Fans Queue For Madonna “Rip-Off”

Any questions U.K. media were asking about the £160 Madonna ticket being “a rip-off” were quickly dispelled as she sold out her seven Wembley Arena shows in fewer than 24 hours.

As BBC’s Radio FiveLive ran a listener “phone-in” about the price, a Sky News crew was busy interviewing European tour producer John Giddings about the number of complaints the station had allegedly received about how much Madge’s fans were expected to pay.

“It’s the best non-paid advertisement that I’ve ever had,” Giddings explained. He said Madonna was one of the “holy trinity” of acts – The Rolling Stones and U2 are the others – that are entitled to charge that much per ticket because “they have a back catalogue to die for and a level of show production that nobody else can match.”

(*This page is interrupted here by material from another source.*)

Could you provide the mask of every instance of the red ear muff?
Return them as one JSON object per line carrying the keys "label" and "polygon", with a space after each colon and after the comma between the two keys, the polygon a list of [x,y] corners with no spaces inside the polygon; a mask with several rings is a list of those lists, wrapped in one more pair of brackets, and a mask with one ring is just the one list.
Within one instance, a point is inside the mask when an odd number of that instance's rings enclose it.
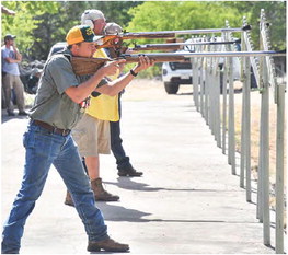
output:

Giddings’ Solo Agency, which split Clear Channel (now Live Nation) at the end of 2005, still works as the European wing of that company’s The Next Adventure. It represents all three of the “holy trinity” acts.

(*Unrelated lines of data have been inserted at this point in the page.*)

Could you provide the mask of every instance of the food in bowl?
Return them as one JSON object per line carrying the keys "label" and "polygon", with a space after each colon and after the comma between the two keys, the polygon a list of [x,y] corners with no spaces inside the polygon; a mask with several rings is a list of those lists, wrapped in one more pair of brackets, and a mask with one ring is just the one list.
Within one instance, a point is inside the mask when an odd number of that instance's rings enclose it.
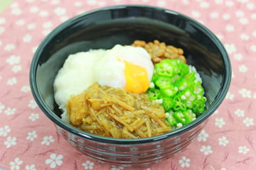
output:
{"label": "food in bowl", "polygon": [[[161,135],[139,139],[105,137],[83,132],[60,118],[53,81],[68,56],[90,49],[110,49],[134,40],[159,40],[182,48],[186,62],[200,73],[206,109],[191,123]],[[33,58],[31,92],[42,112],[75,149],[90,158],[117,166],[145,166],[182,152],[221,105],[231,79],[225,48],[207,28],[182,13],[145,6],[108,6],[76,16],[54,29]]]}
{"label": "food in bowl", "polygon": [[203,113],[206,98],[183,53],[158,40],[135,40],[70,55],[54,81],[63,120],[87,132],[124,139],[190,123]]}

Madonna’s seven shows at the new 12,000-capacity Wembley Arena August 1-15, which reopened April 2 after a £35 million (US$61 million) spruce-up, went on sale April 7.

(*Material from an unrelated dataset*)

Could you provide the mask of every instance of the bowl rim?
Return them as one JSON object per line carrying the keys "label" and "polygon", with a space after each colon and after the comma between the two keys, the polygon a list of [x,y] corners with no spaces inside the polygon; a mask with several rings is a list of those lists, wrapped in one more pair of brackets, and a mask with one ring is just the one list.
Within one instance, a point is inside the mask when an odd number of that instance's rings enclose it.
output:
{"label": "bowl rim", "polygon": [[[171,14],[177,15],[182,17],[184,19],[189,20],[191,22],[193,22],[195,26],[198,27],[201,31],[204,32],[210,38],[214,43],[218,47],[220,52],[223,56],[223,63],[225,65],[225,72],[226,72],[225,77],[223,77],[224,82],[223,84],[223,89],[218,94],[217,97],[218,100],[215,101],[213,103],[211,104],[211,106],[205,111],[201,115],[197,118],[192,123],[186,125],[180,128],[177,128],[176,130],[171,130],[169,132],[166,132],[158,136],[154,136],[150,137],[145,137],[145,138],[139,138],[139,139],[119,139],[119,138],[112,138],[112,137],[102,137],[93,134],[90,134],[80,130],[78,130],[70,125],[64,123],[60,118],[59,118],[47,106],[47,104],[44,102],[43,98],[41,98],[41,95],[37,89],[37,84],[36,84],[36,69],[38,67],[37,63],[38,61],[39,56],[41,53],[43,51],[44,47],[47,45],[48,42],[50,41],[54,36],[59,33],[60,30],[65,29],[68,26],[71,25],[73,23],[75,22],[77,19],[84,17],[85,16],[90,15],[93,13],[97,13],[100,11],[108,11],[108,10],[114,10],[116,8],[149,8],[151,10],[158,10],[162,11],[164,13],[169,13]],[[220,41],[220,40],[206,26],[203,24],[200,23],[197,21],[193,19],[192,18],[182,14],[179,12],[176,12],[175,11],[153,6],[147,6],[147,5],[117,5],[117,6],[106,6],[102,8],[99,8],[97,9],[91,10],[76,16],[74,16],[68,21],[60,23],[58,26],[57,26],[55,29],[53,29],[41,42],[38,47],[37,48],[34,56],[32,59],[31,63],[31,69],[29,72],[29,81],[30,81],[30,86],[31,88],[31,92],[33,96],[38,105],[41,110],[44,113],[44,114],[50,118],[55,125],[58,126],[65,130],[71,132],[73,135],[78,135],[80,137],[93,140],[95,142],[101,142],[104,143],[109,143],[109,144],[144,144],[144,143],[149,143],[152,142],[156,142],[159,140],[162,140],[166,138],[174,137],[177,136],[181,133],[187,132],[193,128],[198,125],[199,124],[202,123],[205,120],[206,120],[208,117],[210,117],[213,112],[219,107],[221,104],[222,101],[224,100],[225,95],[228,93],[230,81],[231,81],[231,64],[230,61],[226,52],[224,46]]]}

By the end of the day, six shows (72,000 tickets) were sold and, by mid-morning the following day, the seventh had gone.

Leon Ramakers from Live Nation’s Mojo Concerts put his September 3 Madonna show at Amsterdam Arena on sale at 9:30 a.m. April 8 and shifted all 50,000 tickets before 10.

By the end of the day, he sold another 35,000 tickets for a second show she’s performing at the same venue the following day.

During a panel on ticket prices at Holland’s Eurosonic-Noorderslag 2003 (“Ticket Prices Up Share Prices Down”), his Mojo colleague Ron Euser said, “It’s not the price on the ticket, it’s the name on the ticket that counts.”

A couple of weeks before Euser made that comment, Ramakers told Dutch national daily De Volkskrant that the acts dictate the ticket price and – whether he likes it or not – that’s the way the industry has changed.

During the hour the Sky News team was at Giddings’ Fulham offices, Wembley sold about 10,000 tickets.

Colin Roberts, the venue’s marketing manager, was fielding questions about the “rip-off” tickets from papers including The Daily Mail and London’s Evening Standard as the queue snaked around the building.